И теперь двойник Пилиппенковского знакомца стоял в нескольких шагах от их честной компании, хмуро поглядывая из-под широкого, похожего на перевернутое блюдце шлема на маленькую, но счастливую Марту.
- Успела... - выдавил, наконец, он. - Пигалица...
- Ах-ха, - еще ярче непонятной для Пилипенко радостью засветилась та. - Успела. А вот ты - нет. Гости перешли домовой порог, Торнвальд.
Только теперь Пилиппенко заметил, что прямо по земле под воротами проложена полоса из белого кирпича, словно бы отделяя двор от улицы.
Гигант глянул под ноги (его стоптанные сапоги стояли прямо на этой границе), отшагнул назад, пожевал сосредоточенно губы. Сзади, за его спиной, послышалось металлическое звяканье, скрип кожи, и чей-то злой голос вдруг крикнул:
- Да чего с ней разговаривать, капрал! Зря мы, чтоль, ноги-то топтали? Берем зверей, да в подвал их до завтрева, пусть магистрат с ними разбирается!
- Точно! - Поддержал его кто-то другой. - Наше дело - приказ, а думать пусть писарь думает, ему за это деньги платят!
- Гости перешли домовой порог! - звонко крикнула Марта, и Пилиппенко увидел, как побелели ее пальцы, сжатые в кулак. - Или это уже не Драхенбург?!
- Где ты гостей видишь, женщина? - из-за плеча здоровенного вояки выглянул еще один, пониже, с клочковатой неряшливой бородой на прыщавой роже. - Это ж звери, их место в графском подвале, а не у честного горожанина в гостях!
- Спасибо, добрый человек, что про меня вспомнил, - проблеял козлиный тенорок за спиной Пилиппенко, - А я вот, добрый Томас, лекарство для твоей благоверной заканчиваю, и мне очень мешает весь этот шум перед воротами. Или тебе оно уже без надобности? Жена больше не ругается, что ты так неохотно исполняешь супружеский до...
- Не-не, мастер Ульрик, надо, очень надо! Я после смены зайду, как только дежурство закончим!
- Ну так давай сразу пакетик отдам - ночная стража, судя по цвету неба, уже вас в караулке дожидается.
- Да я потом зайду, мастер Ульрик, мне не к спеху, - почему-то засмущался крикун с жидкой бороденкой, и подался назад, прячась за спиной крепыша-начальника.
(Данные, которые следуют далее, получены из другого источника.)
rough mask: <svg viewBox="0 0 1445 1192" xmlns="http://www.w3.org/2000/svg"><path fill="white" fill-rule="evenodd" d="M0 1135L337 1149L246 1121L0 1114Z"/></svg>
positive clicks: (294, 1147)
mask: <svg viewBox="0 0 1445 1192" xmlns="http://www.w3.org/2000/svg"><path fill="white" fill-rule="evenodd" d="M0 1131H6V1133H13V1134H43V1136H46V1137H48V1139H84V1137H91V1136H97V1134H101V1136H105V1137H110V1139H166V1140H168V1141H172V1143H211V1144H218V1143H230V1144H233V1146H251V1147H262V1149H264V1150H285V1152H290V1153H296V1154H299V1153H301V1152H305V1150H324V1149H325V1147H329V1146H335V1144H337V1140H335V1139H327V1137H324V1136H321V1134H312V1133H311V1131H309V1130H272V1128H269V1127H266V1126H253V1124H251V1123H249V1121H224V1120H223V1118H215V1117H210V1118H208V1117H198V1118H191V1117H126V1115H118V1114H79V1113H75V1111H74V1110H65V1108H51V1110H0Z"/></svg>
Тот ухмыльнулся, покачал головой, потом стер с лица улыбку, пробежался глазами по лицам пришельцев, безошибочно выделил главного.
- Завтра, в третью стражу, вам следует явиться в магистрат. Всем.
- Хорошо, - ответил Санек, - раз надо, значит будем. Награду за 'волков' там же получим?
- Я этим не занимаюсь, - неприязненно букнул здоровяк, резко повернулся, так, что чуть не сбил с ног мужика сзади, и рявкнул во всю глотку: - Возвращаемся! Смену сдавать пора!
Марта навалилась на ворота, Пилиппенко бросился ей на помощь, вслед за ним подключились остальные парни, и здоровенная воротная плаха неторопливо вернулась на свое место, отделив внутренний дворик от волнений окружающего мира. Заросший по глаза мужик, что не торопился впускать в дом чужих, воткнул в окованное железом отверстие, пробитое в каменной плите дворовой кладки, металлический штырь, задвинул засов, и радостно повернулся к молодой женщине:
- С возвращением, госпожа Марта!
Потом он посмотрел на въехавшую во двор кавалькаду, оценил одежду, внешний вид пришельцев, и добавил:
- И ...эээ... дорогие гости!
- Кто бы сомневался, что дорогие... - хмыкнул Санек, повернулся к старичку: - Могу ли я засвидетельствовать свое почтение господину..?
- Ульрик Шмиденхаммер к вашим услугам, - чопорно склонил голову тот, - гражданин и ученый.
- Александр Барка Симус, - расшаркался перед ним Санек, - третий письмоводитель Департамента Торговли, путешественник. Позволю себе смелость представить высокомудрому гражданину моих товарищей по несчастливо сложившемуся приключению...
И началась церемония знакомства, во время которой каждый из компании получил к своему имени еще два - родовое и 'профессинальное', - узнал о своем благородном происхождении, и смог раскланяться с гостеприимным хозяином двора.
Пилиппенко снова показал гибкость поясницы, изогнувшись в особо изысканном поклоне, пробормотал скороговоркой всю ту лабуду, что несли товарищи по путешествию, и вздохнул философски в глубине души, потому как лишь теперь смог понять смысл этих средневековых финтифлюков с приветствиями. В его мозгу сформировалось понятие, что это действительно ритуал определения 'свой - чужой' в то беспаспортное время. На зоне меряются наколками, хозяева джипов - величиной и мощью своих четырехколесных писюнов, а средневековые дартаньяны мерялись вот такими вот поклонами.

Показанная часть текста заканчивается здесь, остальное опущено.